Album: Beautiful News
Artist: Matt Redman
Year: 2007
Label: Soul Survivor
Enhanced: No


In a word: Rich

"Don’t listen to this album just to hear great songs. Don’t listen to it just to pick a track for church. And don’t listen to it to critique alongside your other dozen ‘worship’ albums. Just play it a few times and let the songs settle. This beautiful news deserves to be savoured."

Soul Survivor has introduced the church to some of it’s most honoured song writers over the last decade or so. Matt Redman is a name synonomous with church life today thanks largely to a little ditty he wrote a while back titled The Heart Of Worship.

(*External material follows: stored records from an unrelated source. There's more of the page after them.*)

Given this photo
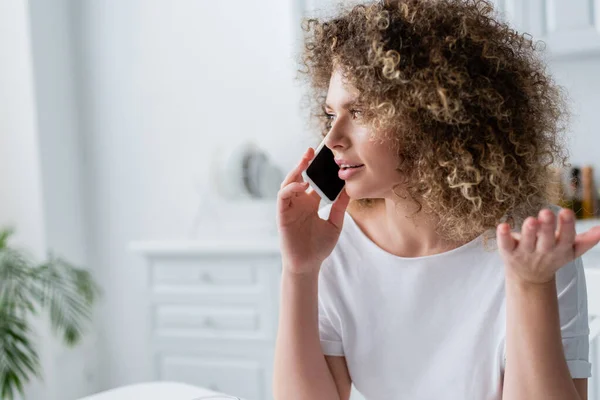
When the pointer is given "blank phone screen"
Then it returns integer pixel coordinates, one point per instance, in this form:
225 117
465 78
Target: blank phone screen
324 173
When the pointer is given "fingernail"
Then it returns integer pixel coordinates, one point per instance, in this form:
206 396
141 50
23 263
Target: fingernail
567 217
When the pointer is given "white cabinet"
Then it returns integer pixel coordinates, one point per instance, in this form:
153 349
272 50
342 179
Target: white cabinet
213 311
567 27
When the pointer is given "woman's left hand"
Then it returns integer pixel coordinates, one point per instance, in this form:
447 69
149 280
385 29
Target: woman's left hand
535 254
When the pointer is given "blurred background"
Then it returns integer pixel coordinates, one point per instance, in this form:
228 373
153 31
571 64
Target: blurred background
143 140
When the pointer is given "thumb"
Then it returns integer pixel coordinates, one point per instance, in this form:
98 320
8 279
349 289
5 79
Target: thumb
336 215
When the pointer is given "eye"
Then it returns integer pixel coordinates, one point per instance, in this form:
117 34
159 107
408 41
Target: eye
356 113
328 119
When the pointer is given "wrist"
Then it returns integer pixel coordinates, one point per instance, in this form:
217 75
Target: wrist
514 280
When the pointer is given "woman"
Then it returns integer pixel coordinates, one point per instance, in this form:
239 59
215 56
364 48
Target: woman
443 271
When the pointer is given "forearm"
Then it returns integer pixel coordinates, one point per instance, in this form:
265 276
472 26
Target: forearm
301 371
535 363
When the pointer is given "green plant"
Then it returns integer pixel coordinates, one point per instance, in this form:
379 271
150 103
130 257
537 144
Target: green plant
66 292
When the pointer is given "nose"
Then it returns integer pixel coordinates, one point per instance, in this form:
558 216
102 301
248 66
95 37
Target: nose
337 137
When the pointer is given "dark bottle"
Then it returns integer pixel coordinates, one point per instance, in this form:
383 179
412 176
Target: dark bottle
576 195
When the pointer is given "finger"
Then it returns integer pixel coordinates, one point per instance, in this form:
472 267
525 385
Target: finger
586 240
546 238
566 227
314 195
291 191
529 234
295 175
336 214
506 241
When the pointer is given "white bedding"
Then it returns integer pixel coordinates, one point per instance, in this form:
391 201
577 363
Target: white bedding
153 391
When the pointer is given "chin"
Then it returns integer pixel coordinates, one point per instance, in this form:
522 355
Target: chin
356 192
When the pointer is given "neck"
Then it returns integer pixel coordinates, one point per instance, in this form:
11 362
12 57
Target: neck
393 225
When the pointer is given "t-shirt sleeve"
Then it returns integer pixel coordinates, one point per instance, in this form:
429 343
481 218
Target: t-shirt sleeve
331 340
574 325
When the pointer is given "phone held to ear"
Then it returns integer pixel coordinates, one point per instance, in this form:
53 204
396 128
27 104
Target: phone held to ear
322 174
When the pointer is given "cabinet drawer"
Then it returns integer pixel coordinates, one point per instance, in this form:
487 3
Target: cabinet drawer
242 378
207 319
204 272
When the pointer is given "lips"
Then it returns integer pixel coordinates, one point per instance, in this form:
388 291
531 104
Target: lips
347 173
344 164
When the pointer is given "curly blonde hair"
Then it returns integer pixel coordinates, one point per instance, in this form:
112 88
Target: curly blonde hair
463 98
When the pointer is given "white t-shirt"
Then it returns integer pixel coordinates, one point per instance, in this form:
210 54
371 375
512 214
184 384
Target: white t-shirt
431 327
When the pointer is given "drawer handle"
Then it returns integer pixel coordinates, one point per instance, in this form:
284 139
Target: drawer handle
209 322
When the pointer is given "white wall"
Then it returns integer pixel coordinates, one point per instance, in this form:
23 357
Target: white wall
62 170
21 195
164 83
581 77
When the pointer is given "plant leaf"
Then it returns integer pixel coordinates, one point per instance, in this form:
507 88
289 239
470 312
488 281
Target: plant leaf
69 294
18 357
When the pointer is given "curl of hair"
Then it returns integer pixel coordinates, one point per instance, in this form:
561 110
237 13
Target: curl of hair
463 98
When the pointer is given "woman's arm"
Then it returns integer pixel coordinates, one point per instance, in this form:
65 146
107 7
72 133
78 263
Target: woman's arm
301 371
535 361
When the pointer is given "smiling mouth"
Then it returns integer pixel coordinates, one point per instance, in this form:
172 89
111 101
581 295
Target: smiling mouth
345 167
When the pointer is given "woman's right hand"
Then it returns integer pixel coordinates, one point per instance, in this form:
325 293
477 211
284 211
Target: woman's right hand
306 239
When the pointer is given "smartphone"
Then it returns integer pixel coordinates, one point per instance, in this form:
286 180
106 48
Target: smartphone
322 174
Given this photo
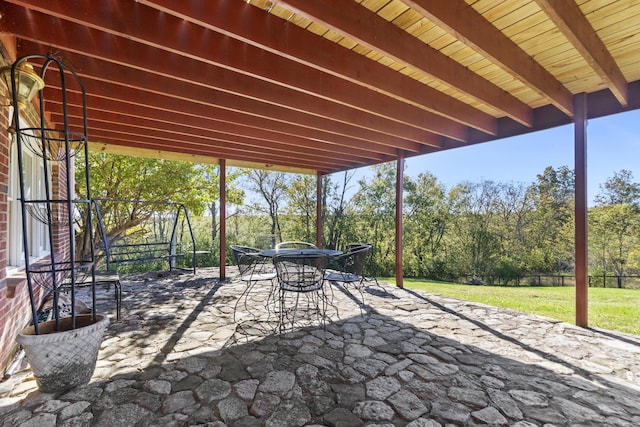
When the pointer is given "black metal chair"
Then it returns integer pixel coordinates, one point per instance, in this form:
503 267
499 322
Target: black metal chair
295 245
253 269
301 276
348 268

He is one of those rare writers who has been able to tap into the global conscience of the church through music. The artist's job is to express the things the rest of us have always wanted to articulate. The worship songwriter's task is made all the more challenging when you realise they write so that we can sing something of the divine and of the super-natural; something of the relationship of God to man. With Beautiful News Redman has once again given us an album driven by a writer inspired by the search.

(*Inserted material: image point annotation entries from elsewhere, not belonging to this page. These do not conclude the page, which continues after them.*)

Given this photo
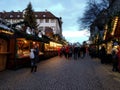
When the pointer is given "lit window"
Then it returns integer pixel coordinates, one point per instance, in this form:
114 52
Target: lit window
18 15
36 15
11 16
44 15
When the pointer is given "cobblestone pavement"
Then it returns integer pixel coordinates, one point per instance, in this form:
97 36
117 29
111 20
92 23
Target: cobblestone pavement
61 74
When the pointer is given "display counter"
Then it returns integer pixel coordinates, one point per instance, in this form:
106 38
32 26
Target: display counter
3 60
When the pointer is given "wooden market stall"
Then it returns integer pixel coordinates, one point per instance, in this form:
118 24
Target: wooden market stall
5 35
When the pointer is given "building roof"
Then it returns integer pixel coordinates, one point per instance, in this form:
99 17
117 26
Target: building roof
19 15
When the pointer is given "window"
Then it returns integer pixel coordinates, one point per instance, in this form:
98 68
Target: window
41 20
47 20
52 21
18 16
36 15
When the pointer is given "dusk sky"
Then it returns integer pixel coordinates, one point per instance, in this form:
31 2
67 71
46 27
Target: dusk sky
69 10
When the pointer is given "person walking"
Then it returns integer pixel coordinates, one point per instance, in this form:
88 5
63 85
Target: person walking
114 59
32 58
36 52
118 55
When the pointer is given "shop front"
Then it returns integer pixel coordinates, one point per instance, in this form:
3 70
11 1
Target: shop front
5 36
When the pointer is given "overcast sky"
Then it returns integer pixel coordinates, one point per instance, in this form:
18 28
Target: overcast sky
69 10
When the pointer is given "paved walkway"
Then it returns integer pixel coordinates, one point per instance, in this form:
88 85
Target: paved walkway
61 74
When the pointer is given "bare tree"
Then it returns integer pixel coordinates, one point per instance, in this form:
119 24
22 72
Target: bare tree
93 8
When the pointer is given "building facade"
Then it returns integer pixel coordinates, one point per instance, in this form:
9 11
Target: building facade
44 19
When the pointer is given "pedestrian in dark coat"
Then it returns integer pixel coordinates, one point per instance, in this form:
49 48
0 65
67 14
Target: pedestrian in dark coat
103 54
33 62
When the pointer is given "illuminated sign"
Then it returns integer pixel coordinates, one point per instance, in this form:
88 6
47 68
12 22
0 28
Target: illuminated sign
6 32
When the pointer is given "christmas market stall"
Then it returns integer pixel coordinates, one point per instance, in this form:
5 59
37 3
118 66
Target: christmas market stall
5 36
20 46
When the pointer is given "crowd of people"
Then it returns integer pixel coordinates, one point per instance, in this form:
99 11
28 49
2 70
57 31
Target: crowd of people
112 58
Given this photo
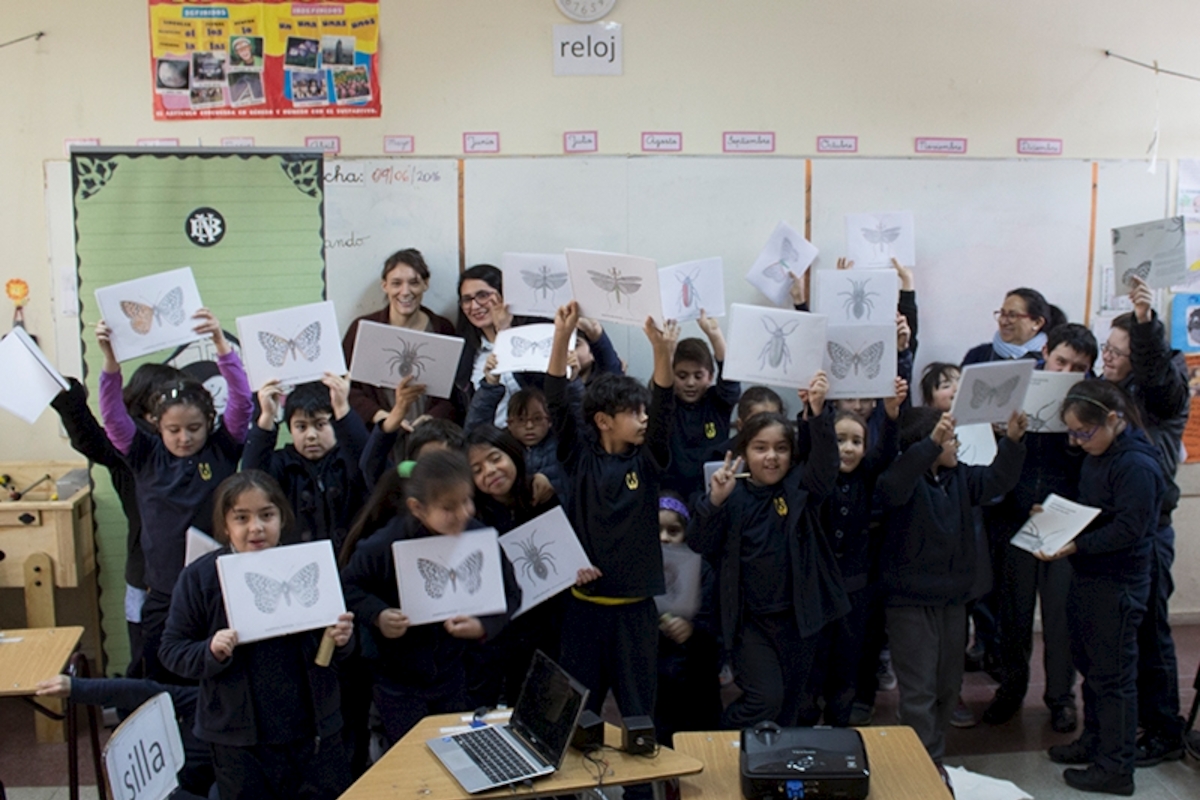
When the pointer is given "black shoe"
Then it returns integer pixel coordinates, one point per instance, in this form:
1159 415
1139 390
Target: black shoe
1095 780
1077 752
1063 719
1153 751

The titles of the songs are clear indicators of the themes: Beautiful News, You Never Let Go, Yes And Amen, Fearfully And Wonderfully Made, Blessing, and Thank You For Healing Me.

The new recording of You Never Let Go is immaculate and breathes something new into the song. A Greater Song, co-written with Paul Baloche and recorded on his album of the same name, finds a new interpretation on Beautiful News with the anthem-like focus we have come to expect of the Brits.

Musically, the album is a step up. There is so much more going on here than you can absorb with one listen. Check out Yes And Amen for some sounds that just may give you shivers. There is the heartbeat of a baby at 16 weeks in the womb that begins Fearfully And Wonderfully Made, the majesty of a string ensemble with a piano on the final two cut - When All Is Said And Done and If You Know You’re Loved - that is soul stirring.

As a music and creative arts pastor, I probably think way too much about music that is used in church. There is the consideration of lyric, song structure and a song's compatibility with congregations. There is also that sixth sense we hope we have to pick when a songwriter truly means what they write and has the word of truth burning in them. Of Redman I have no doubt this is true.

Don’t listen to this album just to hear great songs. Don’t listen to it just to pick a track for church. And don’t listen to it to critique alongside your other dozen ‘worship’ albums. Just play it a few times and let the songs settle. This beautiful news deserves to be savoured.